Not that mark to market is bad, it just is not a panacea.
Interesting. Thanks for the link to the NYT article too, Mr. Lounsbury.
One thing though, Mr. Lounsbury. The article in question is now located: http://market-ticker.denninger.net/archives/P2.html
It is dated July 12, 2008 just so you know. I have a feeling you may have read denninger's most recent post by mistake. I agree THAT is a hard read. If you do get a chance do read 'Fannie, Freddie, Banks and Government Debt' as I am particularly curious if you see the same cataclysmic results of the government transferring losses of private companies to the US taxpayer. This article I assure you does not read "like an equity market trader who's in the wrong position and shrieking." Sorry if I wasn't clear that it was a July 12th post.
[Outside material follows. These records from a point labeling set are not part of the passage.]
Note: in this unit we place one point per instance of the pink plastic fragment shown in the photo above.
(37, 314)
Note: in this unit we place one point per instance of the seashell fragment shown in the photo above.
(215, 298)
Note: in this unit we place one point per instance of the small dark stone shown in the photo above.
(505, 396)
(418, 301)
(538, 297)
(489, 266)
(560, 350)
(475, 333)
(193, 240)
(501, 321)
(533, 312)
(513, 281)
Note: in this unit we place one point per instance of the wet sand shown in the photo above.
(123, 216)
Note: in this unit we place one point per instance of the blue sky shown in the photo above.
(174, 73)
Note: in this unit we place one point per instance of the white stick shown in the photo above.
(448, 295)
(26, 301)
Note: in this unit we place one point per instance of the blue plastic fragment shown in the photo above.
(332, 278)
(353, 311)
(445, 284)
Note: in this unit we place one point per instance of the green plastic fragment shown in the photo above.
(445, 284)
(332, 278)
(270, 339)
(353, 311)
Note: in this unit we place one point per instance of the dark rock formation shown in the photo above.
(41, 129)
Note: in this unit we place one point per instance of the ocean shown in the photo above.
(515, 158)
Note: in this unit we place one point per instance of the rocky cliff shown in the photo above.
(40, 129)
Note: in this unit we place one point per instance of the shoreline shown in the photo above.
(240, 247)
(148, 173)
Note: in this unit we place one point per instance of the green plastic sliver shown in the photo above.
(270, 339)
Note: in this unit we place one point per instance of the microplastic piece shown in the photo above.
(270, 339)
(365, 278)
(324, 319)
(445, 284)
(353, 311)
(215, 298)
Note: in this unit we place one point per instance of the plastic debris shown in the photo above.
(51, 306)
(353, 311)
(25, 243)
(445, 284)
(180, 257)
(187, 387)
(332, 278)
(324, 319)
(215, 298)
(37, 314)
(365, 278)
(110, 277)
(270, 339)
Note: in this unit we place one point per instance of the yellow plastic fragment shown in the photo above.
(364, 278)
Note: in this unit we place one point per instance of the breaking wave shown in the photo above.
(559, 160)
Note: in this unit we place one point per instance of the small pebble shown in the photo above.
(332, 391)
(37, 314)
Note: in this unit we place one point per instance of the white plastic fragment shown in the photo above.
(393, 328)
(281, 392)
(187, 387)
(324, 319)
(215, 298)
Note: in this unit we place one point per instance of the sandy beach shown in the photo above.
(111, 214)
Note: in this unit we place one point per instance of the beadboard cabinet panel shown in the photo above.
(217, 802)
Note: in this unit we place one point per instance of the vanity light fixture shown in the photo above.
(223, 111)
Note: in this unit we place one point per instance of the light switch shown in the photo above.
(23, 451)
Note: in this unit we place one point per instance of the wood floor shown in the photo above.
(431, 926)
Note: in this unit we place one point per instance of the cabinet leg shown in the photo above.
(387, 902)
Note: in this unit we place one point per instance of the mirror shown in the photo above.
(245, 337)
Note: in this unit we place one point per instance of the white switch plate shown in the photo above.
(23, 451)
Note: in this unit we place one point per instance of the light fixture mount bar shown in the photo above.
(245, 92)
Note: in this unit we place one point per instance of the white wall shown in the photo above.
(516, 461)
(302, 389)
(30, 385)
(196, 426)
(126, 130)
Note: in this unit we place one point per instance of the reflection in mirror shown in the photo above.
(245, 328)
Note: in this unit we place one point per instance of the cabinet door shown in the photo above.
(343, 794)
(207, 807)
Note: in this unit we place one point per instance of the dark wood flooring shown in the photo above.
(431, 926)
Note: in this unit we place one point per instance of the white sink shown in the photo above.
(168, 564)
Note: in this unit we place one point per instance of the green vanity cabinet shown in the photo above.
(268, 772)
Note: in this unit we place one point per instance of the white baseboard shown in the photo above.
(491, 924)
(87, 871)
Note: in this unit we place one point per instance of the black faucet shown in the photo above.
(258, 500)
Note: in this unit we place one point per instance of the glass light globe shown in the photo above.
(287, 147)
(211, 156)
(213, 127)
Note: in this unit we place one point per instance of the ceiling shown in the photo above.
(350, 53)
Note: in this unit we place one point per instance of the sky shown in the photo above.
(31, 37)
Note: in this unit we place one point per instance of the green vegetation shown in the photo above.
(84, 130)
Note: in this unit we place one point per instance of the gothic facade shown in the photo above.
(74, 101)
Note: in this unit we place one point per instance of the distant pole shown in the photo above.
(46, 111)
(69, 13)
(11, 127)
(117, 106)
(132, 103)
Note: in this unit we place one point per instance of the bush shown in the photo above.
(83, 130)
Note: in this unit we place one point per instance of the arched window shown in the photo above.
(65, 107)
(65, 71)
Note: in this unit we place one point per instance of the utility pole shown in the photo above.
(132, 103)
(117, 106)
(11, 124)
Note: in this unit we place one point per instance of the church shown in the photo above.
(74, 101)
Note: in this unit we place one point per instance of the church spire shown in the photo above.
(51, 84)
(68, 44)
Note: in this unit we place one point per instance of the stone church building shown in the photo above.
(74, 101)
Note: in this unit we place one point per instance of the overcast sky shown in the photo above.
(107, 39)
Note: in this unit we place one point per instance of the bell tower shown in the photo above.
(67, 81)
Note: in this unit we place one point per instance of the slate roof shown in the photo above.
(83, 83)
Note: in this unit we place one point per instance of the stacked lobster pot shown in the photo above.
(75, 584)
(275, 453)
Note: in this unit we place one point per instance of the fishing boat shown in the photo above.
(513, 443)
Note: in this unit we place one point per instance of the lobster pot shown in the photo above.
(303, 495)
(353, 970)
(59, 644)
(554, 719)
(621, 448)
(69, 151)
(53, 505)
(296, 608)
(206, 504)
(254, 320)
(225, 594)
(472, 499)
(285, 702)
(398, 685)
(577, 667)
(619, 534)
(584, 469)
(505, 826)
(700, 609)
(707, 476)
Thanks.
No, I read that one.
However, I have more sympathy after seeing more info. I can only point you to the FT comment (http://blogs.ft.com/maverecon/2008/07/the-rescue-of-fannie-and-freddie-by-hankie-and-feddie/)
The bail-out of Fannie Mae and Freddie Mac by the combined forces of the US Treasury and the Federal Reserve Board is the ugliest exercise of its kind I have ever observed outside early transition economies and mature banana republics.
I rather agree. It is not the government intervention. It's a half-assed incompetent intervention, that is neither here nor there, trying to pretend to play to the no-intervention ideologues, but actually lining up the ratepayers for a worse hit.
The worst of both worlds.
The current American Administration is literally the most incompetent you've (re) elected in decades. It's really jaw dropping how bad they are. You're on the way to becoming an Argentina if you're not careful.